Flower-class corvettes like Kitchener serving with the Royal Canadian Navy during the Second World War were different from earlier and more traditional sail-driven corvettes. The "corvette" designation was created by the French as a class of small warships; the Royal Navy borrowed the term for a period but discontinued its use in 1877. During the hurried preparations for war in the late 1930s, Winston Churchill reactivated the corvette class, needing a name for smaller ships used in an escort capacity, in this case based on a whaling ship design. The generic name "flower" was used to designate the class of these ships, which – in the Royal Navy – were named after flowering plants.
Corvettes commissioned by the Royal Canadian Navy during the Second World War were named after communities for the most part, to better represent the people who took part in building them. This idea was put forth by Admiral Percy W. Nelles. Sponsors were commonly associated with the community for which the ship was named. Royal Navy corvettes were designed as open sea escorts, while Canadian corvettes were developed for coastal auxiliary roles which was exemplified by their minesweeping gear. Eventually the Canadian corvettes would be modified to allow them to perform better on the open seas.
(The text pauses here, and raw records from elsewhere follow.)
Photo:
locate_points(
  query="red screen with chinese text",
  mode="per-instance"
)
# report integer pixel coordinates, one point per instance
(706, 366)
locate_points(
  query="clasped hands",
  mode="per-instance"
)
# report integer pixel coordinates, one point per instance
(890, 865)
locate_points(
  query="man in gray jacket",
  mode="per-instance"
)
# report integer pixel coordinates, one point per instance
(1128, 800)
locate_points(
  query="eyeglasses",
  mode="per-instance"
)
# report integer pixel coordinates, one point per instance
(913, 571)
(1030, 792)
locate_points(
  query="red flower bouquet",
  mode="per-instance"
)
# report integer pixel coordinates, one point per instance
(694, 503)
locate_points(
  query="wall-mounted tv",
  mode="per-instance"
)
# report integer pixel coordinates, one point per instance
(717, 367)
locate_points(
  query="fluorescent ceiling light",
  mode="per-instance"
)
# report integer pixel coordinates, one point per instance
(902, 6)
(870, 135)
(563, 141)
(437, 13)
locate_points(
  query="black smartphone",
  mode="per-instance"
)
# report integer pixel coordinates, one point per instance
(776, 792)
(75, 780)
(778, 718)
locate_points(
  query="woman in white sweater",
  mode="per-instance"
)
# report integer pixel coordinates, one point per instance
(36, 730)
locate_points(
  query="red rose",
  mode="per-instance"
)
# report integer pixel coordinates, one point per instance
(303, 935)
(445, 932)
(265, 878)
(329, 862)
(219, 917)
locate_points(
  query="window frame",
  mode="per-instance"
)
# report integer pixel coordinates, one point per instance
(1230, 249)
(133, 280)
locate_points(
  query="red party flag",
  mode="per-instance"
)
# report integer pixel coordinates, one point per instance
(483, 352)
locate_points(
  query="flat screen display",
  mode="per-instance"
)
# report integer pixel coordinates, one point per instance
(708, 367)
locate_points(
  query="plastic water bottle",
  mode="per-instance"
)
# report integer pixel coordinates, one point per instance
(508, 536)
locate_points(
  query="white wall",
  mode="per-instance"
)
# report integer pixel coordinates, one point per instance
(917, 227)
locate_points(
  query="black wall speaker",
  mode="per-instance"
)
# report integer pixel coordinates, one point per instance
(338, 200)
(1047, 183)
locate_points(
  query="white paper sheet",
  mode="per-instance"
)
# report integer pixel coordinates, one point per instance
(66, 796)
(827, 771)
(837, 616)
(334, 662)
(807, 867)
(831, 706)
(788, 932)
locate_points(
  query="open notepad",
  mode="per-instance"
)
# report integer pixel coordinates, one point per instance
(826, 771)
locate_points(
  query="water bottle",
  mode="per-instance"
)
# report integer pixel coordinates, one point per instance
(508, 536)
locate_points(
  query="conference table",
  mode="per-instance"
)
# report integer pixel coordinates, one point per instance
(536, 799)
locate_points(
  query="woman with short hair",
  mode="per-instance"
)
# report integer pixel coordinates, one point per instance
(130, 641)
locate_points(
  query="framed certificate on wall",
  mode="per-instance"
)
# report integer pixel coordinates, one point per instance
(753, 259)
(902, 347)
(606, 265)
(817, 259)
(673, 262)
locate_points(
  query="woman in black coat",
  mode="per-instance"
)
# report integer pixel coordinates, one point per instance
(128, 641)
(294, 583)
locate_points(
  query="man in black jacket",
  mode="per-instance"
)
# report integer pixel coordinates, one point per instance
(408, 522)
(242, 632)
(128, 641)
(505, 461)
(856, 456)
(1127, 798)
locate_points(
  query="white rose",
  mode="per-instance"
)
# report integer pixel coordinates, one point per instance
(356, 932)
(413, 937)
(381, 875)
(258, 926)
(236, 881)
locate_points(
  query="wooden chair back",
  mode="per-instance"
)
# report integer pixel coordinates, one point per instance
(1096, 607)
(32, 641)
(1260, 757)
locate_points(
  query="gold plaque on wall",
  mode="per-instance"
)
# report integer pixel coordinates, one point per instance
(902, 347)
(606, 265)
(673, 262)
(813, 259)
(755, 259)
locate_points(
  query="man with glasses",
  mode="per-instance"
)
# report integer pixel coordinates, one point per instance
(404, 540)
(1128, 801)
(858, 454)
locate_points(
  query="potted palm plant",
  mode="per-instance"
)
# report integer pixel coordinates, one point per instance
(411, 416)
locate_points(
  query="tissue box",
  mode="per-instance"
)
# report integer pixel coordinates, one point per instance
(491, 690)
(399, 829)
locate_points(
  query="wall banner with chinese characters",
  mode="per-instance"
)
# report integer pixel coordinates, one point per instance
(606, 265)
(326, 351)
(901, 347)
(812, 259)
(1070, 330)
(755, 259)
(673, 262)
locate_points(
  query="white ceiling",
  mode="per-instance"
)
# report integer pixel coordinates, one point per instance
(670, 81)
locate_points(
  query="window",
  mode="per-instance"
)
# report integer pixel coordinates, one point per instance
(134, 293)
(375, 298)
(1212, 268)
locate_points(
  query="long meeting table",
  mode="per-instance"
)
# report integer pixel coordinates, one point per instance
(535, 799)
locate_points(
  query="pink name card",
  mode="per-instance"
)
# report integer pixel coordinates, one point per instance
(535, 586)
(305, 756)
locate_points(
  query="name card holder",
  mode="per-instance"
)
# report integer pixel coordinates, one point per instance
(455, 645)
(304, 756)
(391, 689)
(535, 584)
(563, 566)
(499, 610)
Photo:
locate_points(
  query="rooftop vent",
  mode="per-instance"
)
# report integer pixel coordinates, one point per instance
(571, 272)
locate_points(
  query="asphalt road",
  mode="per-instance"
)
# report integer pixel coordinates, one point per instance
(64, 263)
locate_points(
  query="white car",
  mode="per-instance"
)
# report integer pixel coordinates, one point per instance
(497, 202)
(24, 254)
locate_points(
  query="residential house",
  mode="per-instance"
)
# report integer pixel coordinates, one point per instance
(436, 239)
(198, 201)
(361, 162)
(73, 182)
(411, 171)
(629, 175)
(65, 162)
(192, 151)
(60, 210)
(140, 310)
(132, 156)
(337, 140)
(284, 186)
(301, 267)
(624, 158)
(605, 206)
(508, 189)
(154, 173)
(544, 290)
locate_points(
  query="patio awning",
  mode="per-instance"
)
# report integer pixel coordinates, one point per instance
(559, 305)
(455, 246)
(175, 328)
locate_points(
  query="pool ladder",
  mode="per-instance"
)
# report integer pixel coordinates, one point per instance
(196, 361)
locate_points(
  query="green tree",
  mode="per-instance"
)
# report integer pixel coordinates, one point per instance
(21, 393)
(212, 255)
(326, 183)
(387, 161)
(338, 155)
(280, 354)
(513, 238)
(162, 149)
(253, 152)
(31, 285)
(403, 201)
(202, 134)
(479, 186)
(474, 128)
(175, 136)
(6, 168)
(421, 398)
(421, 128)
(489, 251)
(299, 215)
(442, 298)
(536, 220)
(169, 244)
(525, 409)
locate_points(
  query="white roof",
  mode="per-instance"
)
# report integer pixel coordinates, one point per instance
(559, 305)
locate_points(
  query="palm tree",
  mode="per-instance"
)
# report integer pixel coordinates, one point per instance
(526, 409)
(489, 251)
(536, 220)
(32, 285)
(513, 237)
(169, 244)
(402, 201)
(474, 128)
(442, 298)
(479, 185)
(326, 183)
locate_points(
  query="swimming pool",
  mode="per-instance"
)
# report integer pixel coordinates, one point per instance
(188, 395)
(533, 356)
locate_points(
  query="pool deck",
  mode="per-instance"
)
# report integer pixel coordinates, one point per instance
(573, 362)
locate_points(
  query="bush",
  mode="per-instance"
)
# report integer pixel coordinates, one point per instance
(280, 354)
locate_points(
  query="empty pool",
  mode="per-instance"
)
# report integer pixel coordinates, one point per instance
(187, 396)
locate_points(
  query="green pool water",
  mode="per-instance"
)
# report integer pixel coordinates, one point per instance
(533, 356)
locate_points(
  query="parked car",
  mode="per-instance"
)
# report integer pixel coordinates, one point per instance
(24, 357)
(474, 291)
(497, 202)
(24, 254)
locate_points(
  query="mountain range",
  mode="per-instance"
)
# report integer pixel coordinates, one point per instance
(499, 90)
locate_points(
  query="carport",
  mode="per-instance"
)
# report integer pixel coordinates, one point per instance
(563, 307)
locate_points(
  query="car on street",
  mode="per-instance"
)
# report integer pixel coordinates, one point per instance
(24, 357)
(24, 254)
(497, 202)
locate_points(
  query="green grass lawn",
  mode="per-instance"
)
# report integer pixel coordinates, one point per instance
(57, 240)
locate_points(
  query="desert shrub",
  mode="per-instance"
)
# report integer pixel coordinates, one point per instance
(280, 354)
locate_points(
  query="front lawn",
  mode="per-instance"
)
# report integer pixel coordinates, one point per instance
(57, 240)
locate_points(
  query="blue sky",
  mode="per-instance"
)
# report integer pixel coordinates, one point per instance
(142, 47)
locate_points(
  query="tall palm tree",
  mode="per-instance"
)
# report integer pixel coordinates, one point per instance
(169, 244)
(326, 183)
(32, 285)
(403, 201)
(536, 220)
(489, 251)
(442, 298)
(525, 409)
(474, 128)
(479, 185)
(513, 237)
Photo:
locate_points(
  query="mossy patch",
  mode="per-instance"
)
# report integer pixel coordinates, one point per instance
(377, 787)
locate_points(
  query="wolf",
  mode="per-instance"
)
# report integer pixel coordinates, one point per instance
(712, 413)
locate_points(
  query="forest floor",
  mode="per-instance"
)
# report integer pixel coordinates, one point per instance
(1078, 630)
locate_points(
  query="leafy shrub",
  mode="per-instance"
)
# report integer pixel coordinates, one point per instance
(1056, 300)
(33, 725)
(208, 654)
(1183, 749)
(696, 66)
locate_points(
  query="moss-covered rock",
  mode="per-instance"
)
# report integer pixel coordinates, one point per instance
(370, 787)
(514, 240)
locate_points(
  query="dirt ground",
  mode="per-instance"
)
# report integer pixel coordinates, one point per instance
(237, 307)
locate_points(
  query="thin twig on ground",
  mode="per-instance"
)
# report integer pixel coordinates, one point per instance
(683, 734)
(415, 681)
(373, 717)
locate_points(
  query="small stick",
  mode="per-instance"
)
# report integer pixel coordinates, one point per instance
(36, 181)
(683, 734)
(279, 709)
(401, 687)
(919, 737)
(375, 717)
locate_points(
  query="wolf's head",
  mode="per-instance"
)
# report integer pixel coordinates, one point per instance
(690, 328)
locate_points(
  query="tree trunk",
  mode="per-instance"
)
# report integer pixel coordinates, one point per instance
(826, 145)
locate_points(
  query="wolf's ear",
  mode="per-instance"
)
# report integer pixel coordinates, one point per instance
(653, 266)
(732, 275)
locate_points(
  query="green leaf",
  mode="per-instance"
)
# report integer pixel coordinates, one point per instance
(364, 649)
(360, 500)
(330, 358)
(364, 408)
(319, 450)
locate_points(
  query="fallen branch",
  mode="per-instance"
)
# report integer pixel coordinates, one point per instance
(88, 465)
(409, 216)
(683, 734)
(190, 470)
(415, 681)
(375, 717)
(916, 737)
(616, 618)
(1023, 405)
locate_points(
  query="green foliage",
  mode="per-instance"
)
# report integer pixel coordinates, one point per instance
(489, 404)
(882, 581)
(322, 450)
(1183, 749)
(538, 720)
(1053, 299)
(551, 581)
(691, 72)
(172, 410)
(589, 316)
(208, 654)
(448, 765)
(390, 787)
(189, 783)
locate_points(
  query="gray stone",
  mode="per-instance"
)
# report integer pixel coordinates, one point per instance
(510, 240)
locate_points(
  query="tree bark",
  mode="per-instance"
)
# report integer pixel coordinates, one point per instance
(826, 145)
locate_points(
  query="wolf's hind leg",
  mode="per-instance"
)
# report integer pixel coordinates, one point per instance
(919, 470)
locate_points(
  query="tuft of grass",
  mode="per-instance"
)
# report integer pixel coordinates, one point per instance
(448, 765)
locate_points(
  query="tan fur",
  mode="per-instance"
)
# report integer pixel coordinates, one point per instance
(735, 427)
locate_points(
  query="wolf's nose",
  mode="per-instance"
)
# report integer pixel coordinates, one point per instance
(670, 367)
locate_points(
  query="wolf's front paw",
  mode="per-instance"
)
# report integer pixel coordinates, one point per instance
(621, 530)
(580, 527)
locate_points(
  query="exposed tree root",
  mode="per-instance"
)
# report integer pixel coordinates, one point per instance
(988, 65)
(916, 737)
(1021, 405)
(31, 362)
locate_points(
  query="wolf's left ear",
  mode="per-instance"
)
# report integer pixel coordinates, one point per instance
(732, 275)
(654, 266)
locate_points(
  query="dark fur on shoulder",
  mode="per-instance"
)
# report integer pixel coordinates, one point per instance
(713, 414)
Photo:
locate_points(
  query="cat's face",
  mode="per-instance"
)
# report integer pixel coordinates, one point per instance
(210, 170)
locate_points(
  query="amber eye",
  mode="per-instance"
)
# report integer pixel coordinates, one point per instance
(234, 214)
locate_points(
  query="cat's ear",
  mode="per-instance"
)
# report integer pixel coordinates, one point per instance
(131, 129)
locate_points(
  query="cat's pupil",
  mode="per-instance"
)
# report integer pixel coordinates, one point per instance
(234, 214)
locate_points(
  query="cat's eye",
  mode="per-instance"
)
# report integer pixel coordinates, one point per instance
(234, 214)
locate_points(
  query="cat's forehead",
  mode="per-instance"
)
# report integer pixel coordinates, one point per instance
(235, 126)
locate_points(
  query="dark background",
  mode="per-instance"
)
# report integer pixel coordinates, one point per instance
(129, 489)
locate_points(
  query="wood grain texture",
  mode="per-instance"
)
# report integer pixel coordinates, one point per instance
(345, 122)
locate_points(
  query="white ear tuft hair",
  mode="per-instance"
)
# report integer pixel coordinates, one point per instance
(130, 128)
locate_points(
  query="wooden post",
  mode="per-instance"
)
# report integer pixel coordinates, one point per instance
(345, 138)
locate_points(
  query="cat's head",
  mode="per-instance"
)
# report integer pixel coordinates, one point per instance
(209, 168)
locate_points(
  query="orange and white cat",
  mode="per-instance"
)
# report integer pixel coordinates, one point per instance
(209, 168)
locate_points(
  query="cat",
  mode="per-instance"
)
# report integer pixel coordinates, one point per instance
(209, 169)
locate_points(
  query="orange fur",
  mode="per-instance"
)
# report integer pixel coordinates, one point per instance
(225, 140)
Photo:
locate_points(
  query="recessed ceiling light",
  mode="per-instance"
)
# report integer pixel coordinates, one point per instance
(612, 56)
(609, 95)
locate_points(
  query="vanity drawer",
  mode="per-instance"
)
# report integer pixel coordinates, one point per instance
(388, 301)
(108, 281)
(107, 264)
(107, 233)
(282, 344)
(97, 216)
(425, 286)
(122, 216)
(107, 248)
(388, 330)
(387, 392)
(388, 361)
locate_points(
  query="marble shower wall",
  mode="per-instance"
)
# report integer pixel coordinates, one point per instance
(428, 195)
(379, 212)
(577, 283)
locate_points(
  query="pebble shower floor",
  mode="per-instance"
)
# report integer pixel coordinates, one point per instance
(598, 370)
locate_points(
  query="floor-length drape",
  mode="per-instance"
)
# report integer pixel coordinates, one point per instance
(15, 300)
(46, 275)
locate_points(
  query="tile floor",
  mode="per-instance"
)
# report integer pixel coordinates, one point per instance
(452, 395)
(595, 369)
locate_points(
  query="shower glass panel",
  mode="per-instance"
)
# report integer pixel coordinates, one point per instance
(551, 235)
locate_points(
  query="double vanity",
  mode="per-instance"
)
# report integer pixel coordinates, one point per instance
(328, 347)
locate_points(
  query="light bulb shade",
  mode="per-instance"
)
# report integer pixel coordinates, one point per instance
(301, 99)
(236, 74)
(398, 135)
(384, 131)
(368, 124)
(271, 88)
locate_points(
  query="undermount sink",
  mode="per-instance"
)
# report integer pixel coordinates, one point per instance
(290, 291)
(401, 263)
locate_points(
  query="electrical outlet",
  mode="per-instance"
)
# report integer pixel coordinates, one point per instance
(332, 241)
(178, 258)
Kitchener was ordered as part of the Revised 1940-41 Flower class building program. This revised program radically changed the look of the Flower-class corvette. The ships of this program kept the water-tube boilers of the initial 1940-41 program, but now they were housed in separate compartments for safety. The fo'c'sle was extended, which allowed more space for berths for the crew, leading to an expansion of the crew. The bow had increased flare for better control in heavy seas. The revised Flowers of the RCN received an additional two depth charge throwers fitted amidships and more depth charges. They also came with heavier secondary armament with 20-millimetre anti-aircraft guns carried on the extended bridge wings. All this led to an increase in displacement, draught and length.
Kitchener was laid down by George T. Davie & Sons Ltd. at Lauzon on 28 February 1941 and launched on 18 November of that year. She was commissioned into the RCN on 28 June 1942 at Quebec City. During her career, she had one significant refit, taking place at Liverpool, Nova Scotia from October 1943 until 28 January 1944.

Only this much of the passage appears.